We will be offering an R workshop December 18-20, 2019. Learn more.
The seq.error command reads a fasta file and searches for errors in sequence compared to a reference file. Using this command to assess error rate requires that your dataset includes one or more mock community samples of known composition. Error rate is defined as 1-(Sum of bases in query - Sum of mismatches to reference)/Sum of bases in query
seq.error(fasta=, count=, reference=, aligned=F)
The aligned parameter allows you to specify whether your query and reference sequences are aligned. default=TRUE.
The name parameter allows you to provide a name file associated with your fasta file, so you can include the redundant sequences in your error analysis. If you include a name file, do not also include a count file.
The count parameter allows you to provide a count file associated with your fasta file, so you can include the redundant sequences in your error analysis. If you include a count file, do not also include a name file.
seq.error runs a chimera check on the query file, based on the input reference. You have the option of ignoring probable chimeras in calculating error rate. default=TRUE.

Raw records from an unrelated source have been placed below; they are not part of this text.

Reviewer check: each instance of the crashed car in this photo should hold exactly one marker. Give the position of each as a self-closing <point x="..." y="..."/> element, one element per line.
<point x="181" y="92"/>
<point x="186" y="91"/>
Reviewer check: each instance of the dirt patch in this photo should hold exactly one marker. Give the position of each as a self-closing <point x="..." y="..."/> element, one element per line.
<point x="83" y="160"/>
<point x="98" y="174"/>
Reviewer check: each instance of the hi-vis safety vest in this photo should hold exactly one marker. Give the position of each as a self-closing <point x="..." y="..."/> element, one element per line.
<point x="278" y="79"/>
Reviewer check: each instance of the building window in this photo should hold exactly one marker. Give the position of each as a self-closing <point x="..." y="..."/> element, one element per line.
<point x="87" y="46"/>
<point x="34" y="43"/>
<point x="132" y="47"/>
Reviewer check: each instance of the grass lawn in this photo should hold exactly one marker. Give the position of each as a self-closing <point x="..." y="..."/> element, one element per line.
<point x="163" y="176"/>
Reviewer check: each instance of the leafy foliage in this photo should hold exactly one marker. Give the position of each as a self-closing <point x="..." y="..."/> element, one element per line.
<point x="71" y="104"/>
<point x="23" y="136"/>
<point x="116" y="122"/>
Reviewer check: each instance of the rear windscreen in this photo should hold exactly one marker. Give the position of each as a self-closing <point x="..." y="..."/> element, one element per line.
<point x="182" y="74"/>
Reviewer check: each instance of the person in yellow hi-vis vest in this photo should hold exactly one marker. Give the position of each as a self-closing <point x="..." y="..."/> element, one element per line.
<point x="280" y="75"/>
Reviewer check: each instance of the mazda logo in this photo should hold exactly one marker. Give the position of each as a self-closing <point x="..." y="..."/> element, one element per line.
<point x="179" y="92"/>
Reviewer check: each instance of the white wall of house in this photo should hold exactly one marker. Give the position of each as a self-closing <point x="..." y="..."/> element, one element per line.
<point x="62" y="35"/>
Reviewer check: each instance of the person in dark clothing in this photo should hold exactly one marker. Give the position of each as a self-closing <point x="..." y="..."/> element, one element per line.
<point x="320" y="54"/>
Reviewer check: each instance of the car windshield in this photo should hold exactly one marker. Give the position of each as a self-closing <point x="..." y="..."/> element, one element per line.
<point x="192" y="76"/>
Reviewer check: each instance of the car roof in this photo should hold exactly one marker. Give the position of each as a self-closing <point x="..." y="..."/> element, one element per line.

The threshold parameter allows you to ignore distances greater than some limit of interest.
The processors parameter allows you to run the command with multiple processors. By default processors is 1, and use of multiple processors is not available for Windows users.
If the save parameter is set to true the reference sequences will be saved in memory, to clear them later you can use the clear.memory command. Default=f.
Output files are:
- 1.22.0 First introduced.
- 1.30.0 Added count parameter
- 1.30.0 Bug fix: aligned=f was not degapping the sequences.